Services like these are precisely why public cloud providers are so far ahead. Large companies are able to combine the expertise of various areas within their vast businesses and produce unique capabilities others simply can’t replicate. This is nothing new, but it should serve as a reminder that specialization is the path forward as infrastructure and related services are continuously commoditized. Leverage these services instead of building them on your own, and use the extra time to go build differentiated capability within your industry, instead.
Microsoft has released an artificial intelligence (AI)-powered tool to help developers categorise bugs and features that need to be addressed in forthcoming releases.
The software giant's machine learning system classifies bugs as security or non-security with a 99% accuracy, and also determines whether a bug is critical or non-critical with a 97% accuracy rating.
With ambitions to build a system with a level of accuracy as close as possible to a security expert, Microsoft fed its machine learning model with bugs labelled as security and non-security. Once this was trained, it could then label data that was not pre-classified.
"Every day, software developers stare down a long list of features and bugs that need to be addressed," said Microsoft’s senior security program manager Scott Christiansen, and data and applied scientist Mayana Pereira.
"Security professionals try to help by using automated tools to prioritize security bugs, but too often, engineers waste time on false positives or miss a critical security vulnerability that has been misclassified.
"At Microsoft, 47,000 developers generate nearly 30 thousand bugs a month. These items get stored across over 100 AzureDevOps and GitHub repositories. To better label and prioritize bugs at that scale, we couldn’t just apply more people to the problem. However, large volumes of semi-curated data are perfect for machine learning."
Because the system needs to be as accurate as a security expert, security professionals approved training data before this was fed into the machine learning model. Once the model was operational, they were brought back to evaluate the model in production.
The project began with data science and the collection of all data types and sources to evaluate quality. Security experts were then brought in to review the data and confirm the labels assigned were correct.
Data scientists then chose a modelling technique, trained the model, and evaluated performance.

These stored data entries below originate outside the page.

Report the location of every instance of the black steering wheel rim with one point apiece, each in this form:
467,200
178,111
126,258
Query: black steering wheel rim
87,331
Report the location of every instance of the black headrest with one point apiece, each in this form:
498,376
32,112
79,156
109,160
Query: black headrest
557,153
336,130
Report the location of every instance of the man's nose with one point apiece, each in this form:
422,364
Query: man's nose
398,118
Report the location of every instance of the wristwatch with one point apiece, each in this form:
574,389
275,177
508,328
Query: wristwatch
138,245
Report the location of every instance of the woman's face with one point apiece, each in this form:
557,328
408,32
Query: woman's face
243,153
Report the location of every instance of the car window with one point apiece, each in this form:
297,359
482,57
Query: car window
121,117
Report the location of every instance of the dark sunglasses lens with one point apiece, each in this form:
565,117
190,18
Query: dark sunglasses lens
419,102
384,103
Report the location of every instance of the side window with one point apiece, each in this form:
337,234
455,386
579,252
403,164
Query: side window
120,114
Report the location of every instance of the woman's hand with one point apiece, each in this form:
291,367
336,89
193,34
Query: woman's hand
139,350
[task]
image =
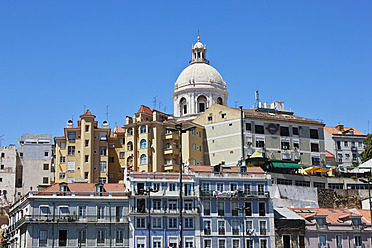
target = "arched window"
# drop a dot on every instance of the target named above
(130, 131)
(130, 161)
(202, 103)
(130, 146)
(143, 159)
(143, 129)
(143, 143)
(183, 106)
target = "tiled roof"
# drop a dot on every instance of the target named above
(207, 168)
(329, 154)
(88, 187)
(333, 215)
(144, 109)
(279, 117)
(87, 113)
(333, 130)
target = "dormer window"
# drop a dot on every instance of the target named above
(321, 223)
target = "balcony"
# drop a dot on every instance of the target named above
(171, 151)
(234, 194)
(171, 136)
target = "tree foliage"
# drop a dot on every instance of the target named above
(367, 154)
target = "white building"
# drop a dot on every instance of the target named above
(346, 143)
(198, 87)
(8, 165)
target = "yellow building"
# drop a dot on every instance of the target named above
(82, 153)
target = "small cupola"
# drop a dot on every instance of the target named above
(199, 53)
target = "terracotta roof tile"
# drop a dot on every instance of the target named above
(144, 109)
(329, 154)
(333, 130)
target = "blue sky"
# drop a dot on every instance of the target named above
(57, 56)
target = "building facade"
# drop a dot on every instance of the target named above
(8, 165)
(71, 215)
(35, 169)
(233, 134)
(235, 207)
(346, 143)
(336, 228)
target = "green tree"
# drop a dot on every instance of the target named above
(367, 154)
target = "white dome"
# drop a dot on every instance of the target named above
(198, 45)
(199, 73)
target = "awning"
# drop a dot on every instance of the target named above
(286, 165)
(316, 169)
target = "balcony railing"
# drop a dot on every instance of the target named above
(234, 194)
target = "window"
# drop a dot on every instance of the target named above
(221, 227)
(172, 222)
(189, 242)
(261, 208)
(207, 243)
(140, 222)
(259, 129)
(71, 150)
(321, 223)
(156, 222)
(260, 142)
(82, 212)
(189, 222)
(285, 145)
(130, 146)
(82, 237)
(314, 147)
(119, 237)
(315, 161)
(338, 241)
(295, 130)
(172, 187)
(221, 243)
(172, 204)
(71, 136)
(248, 208)
(102, 166)
(143, 159)
(262, 227)
(100, 212)
(235, 227)
(122, 155)
(100, 237)
(143, 143)
(103, 151)
(156, 242)
(221, 208)
(284, 131)
(43, 238)
(236, 243)
(314, 134)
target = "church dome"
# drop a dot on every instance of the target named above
(199, 74)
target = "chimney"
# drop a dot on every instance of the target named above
(340, 127)
(105, 124)
(128, 120)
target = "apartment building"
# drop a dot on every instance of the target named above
(345, 143)
(232, 134)
(71, 215)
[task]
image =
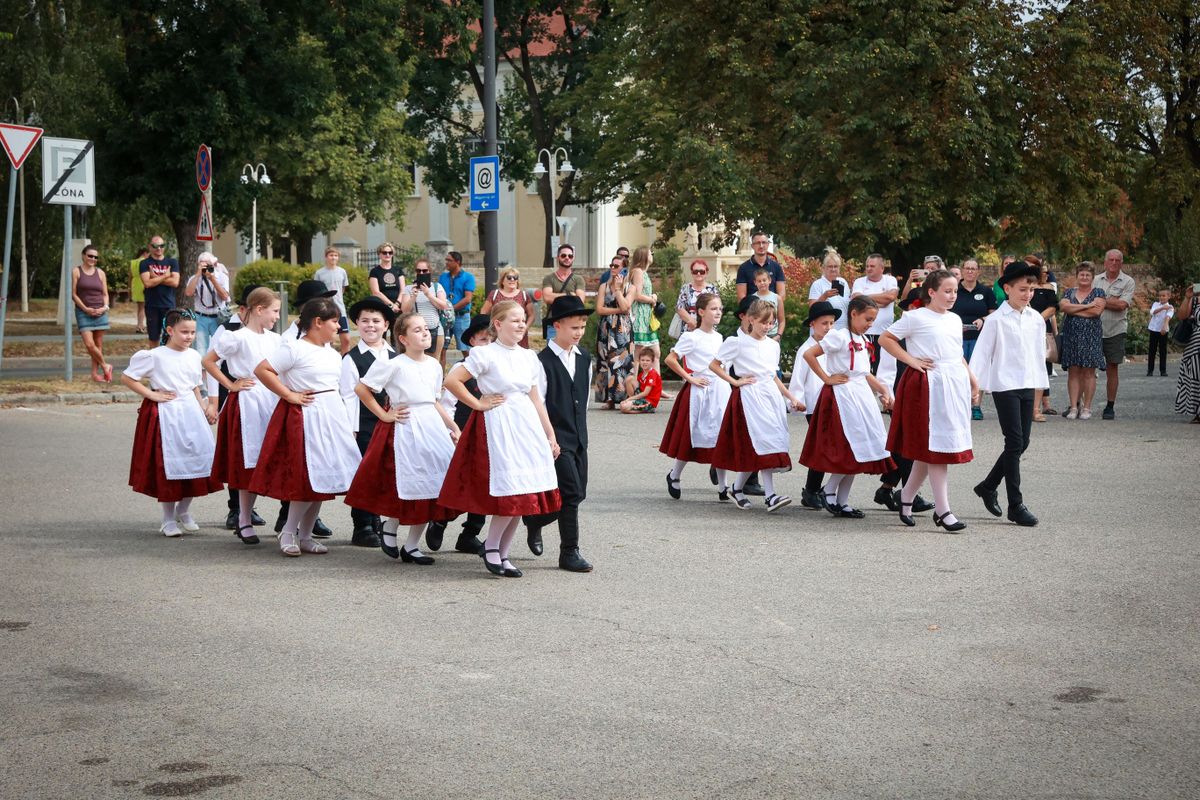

Finally, security experts evaluated the model in production by monitoring the average number of bugs and manually reviewing a random sample.
The mechanism uses a step-step machine learning model operation; first learning how to classify between security and non-security bugs and then to apply a severity rating.
As a result of the level of accuracy, Microsoft now believes it’s catching more security vulnerabilities before they are exploited in the wild.
Development teams can read details in a published academic paper, with the machine learning methodology set to be open-sourced through GitHub in the coming months.